[RFC PATCH 19/45] KVM: arm64: iommu: Add domains
Jean-Philippe Brucker
jean-philippe at linaro.org
Fri Jun 2 08:29:07 PDT 2023
Hi Mostafa,
On Fri, 19 May 2023 at 16:33, Mostafa Saleh <smostafa at google.com> wrote:
>
> Hi Jean,
>
> On Wed, Feb 01, 2023 at 12:53:03PM +0000, Jean-Philippe Brucker wrote:
> > +/*
> > + * Serialize access to domains and IOMMU driver internal structures (command
> > + * queue, device tables)
> > + */
> > +static hyp_spinlock_t iommu_lock;
> > +
> I was looking more into this lock and I think we can make it per IOMMU instead
> of having one big lock to avoid congestion, as I see it is only used to
> protect per-IOMMU resources.
Yes it's a major bottleneck, thanks for looking into this. I think we'll
eventually want to improve scalability within an IOMMU and even a domain:
a multi-queue network device will share a single domain between multiple
CPUs, each issuing lots of map/unmap calls. Or just two devices drivers
working on different CPUs and sharing one IOMMU. In those cases the
per-IOMMU lock won't be good enough and we'll be back to this problem, but
a per-IOMMU lock should already improve scalability for some systems.
Currently the global lock protects:
(1) The domain array (per IOMMU)
(2) The io-pgtables (per domain)
(3) The command queue (per SMMU)
(4) Power state (per SMMU)
I ran some experiments with refcounting the domains to avoid the lock for
(1) and (2), which improves map() scalability. See
https://jpbrucker.net/git/linux/commit/?h=pkvm/smmu-wip&id=5ad3bc6fd589b6f11fe31ccee5b8777ba8739167
(and another experiment to optimize the DMA refcount on branch pkvm/smmu-wip)
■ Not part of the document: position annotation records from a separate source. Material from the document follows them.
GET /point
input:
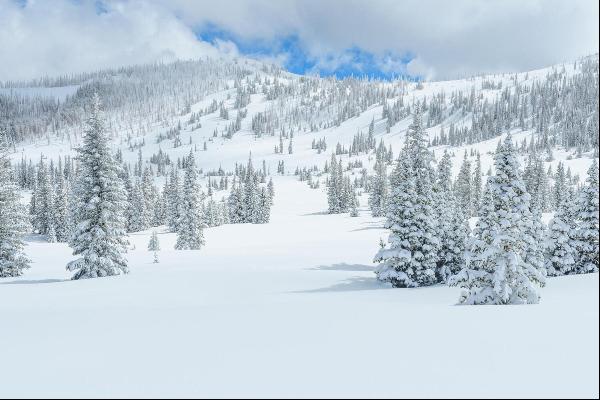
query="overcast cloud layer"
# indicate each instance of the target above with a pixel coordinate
(445, 38)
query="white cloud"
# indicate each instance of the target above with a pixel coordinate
(448, 38)
(62, 36)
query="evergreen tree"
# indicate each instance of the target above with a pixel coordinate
(236, 204)
(410, 258)
(453, 228)
(190, 226)
(99, 238)
(378, 197)
(13, 220)
(251, 191)
(476, 187)
(61, 206)
(462, 187)
(501, 269)
(172, 200)
(561, 246)
(154, 245)
(587, 224)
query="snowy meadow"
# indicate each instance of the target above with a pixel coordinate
(225, 228)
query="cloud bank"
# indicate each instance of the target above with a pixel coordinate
(431, 38)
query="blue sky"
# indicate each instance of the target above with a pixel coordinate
(356, 61)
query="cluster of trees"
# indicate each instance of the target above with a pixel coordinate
(249, 201)
(562, 109)
(133, 97)
(506, 258)
(13, 219)
(93, 204)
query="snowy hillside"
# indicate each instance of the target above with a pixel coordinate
(283, 296)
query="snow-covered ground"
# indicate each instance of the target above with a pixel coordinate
(290, 308)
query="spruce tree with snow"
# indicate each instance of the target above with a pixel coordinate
(154, 245)
(462, 187)
(99, 238)
(560, 188)
(378, 197)
(137, 209)
(354, 205)
(476, 186)
(190, 226)
(251, 194)
(149, 197)
(560, 243)
(61, 205)
(271, 189)
(410, 257)
(172, 200)
(502, 269)
(264, 206)
(453, 227)
(13, 221)
(587, 224)
(235, 204)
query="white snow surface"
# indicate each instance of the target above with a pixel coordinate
(287, 309)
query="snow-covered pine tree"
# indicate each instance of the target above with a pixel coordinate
(251, 208)
(150, 195)
(190, 226)
(453, 227)
(476, 186)
(61, 205)
(354, 205)
(13, 220)
(264, 206)
(462, 187)
(137, 209)
(378, 197)
(154, 245)
(99, 238)
(235, 204)
(410, 257)
(172, 200)
(587, 224)
(333, 187)
(560, 244)
(500, 269)
(560, 189)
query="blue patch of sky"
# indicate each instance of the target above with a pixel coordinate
(355, 61)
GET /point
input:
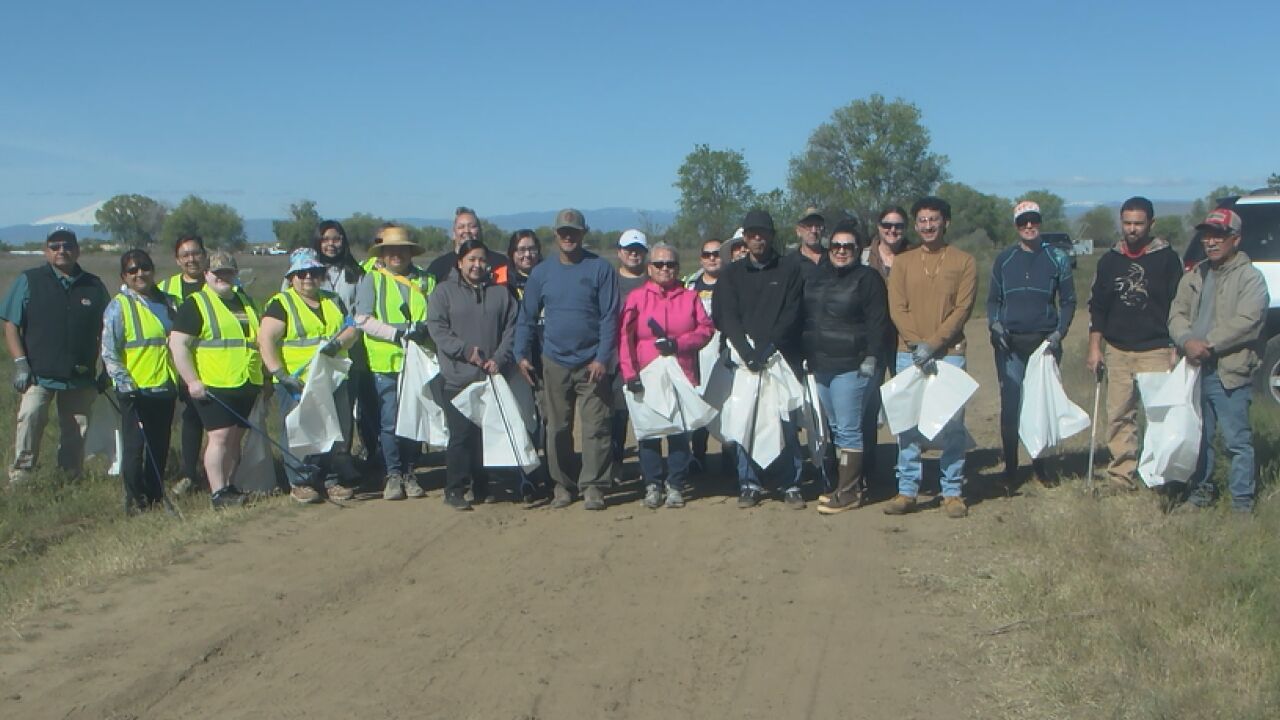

For (2), the io-pgtable-arm code already supports concurrent accesses
(2c3d273eabe8 ("iommu/io-pgtable-arm: Support lockless operation")). But
this one needs careful consideration because in the host, the io-pgtable
code trusts the device drivers. For example it expects that only buggy
drivers call map()/unmap() to the same IOVA concurrently. We need to make
sure a compromised host drivers can't exploit these assumptions to do
anything nasty.
There are options to improve (3) as well. The host SMMU driver supports
lockless command-queue (587e6c10a7ce ("iommu/arm-smmu-v3: Reduce
contention during command-queue insertion")) but it may be too complex to
put in the hypervisor (or rather, I haven't tried to understand it yet).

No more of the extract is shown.